A federal appeals court today ruled that the Nuclear Regulatory Commission has not done enough to consider the environmental impacts of storing spent nuclear fuel at sites around the country.
The three-judge panel of the U.S. Court of Appeals for the District of Columbia Circuit ruled in favor of environmental groups and states that had challenged two NRC decisions.
The environmentalists, including the Natural Resources Defense Council, had claimed the agency violated the National Environmental Policy Act (NEPA) by not adequately considering the environmental implications of storing spent fuel at nuclear plants -- sometimes for years after operations have ceased -- when it issued its most recent approval of the practice, known as the "waste confidence decision," in December 2010.
The states, led by New York, challenged the "temporary storage rule" that NRC subsequently issued, which weighed the specific environmental impacts of storing fuel at individual plants.
In today's ruling, the court vacated both the waste confidence decision and the storage rule.
Chief Judge David Sentelle wrote that NRC's latest waste confidence decision constituted a "major federal action" that requires "either an environmental impact statement or a finding of no significant environmental impact."
The court also found that NRC's "evaluation of the risks" in the storage rule was faulty in two ways.
First, the agency failed to consider the possibility of no permanent storage facility being built.
NRC had claimed the practice of storing spent fuel at individual plants was only a temporary move, based on the fact that a national repository would be constructed within the next 60 years, despite the decades of political deadlock over the issue.

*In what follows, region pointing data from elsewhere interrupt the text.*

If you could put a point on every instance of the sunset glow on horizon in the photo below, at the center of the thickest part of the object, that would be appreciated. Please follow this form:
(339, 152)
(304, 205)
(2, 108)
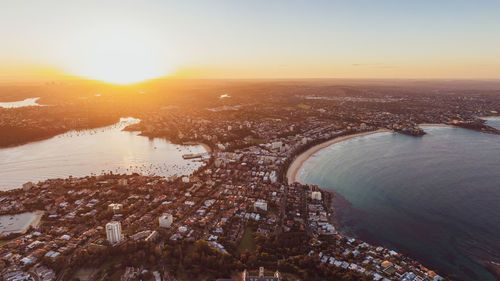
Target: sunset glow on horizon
(124, 42)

Most recently, the Obama administration killed a proposal to site a facility at Yucca Mountain, Nev.
"The commission apparently has no long-term plan other than hoping for a geologic repository," Sentelle wrote. "If the government continues to fail in its quest to establish one, then SNF [spent nuclear fuel] will seemingly be stored on site at nuclear plants on a permanent basis."

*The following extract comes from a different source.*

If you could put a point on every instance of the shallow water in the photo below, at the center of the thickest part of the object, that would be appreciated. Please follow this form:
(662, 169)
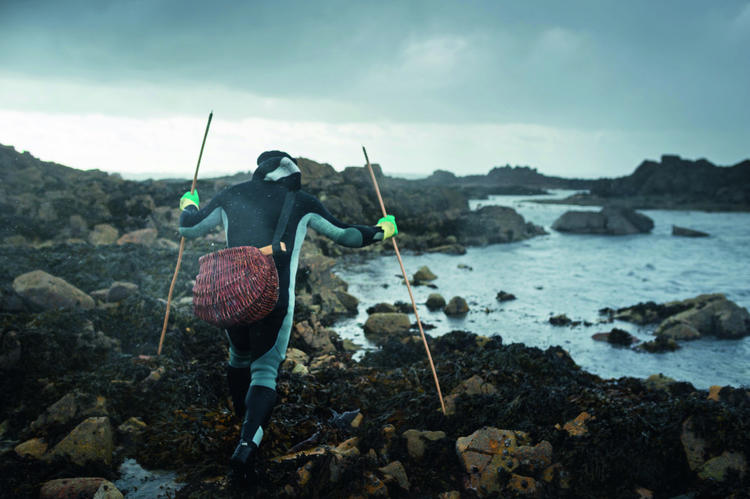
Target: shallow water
(578, 275)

The agency also neglected to consider "future dangers and key consequences" of waste being stored at plants up to 60 years after the expiration of the facility's license, Sentelle wrote.

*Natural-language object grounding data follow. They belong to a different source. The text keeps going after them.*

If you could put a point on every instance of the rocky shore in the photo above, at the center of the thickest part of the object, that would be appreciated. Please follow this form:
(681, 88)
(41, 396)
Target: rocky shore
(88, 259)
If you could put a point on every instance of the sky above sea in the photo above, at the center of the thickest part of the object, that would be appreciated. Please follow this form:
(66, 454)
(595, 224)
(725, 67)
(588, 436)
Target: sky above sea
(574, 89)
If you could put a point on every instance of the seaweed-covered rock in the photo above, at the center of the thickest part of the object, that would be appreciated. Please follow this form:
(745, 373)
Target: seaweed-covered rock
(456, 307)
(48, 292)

Specifically, the environmental analysis was lacking in regard to the future risk of leaks or fires in the pools where fuel rods are stored, the court held.
Sentelle concluded that the commission "has failed to conduct a thorough enough analysis here to merit our deference."
Addressing the decision on the waste confidence decision, NRDC attorney Geoff Fettus said he was hopeful NRC will not appeal the ruling.
"It has to go back and do a very significant environmental impact statement," he added.
An NRC spokesman said the agency's lawyers were reviewing the decision.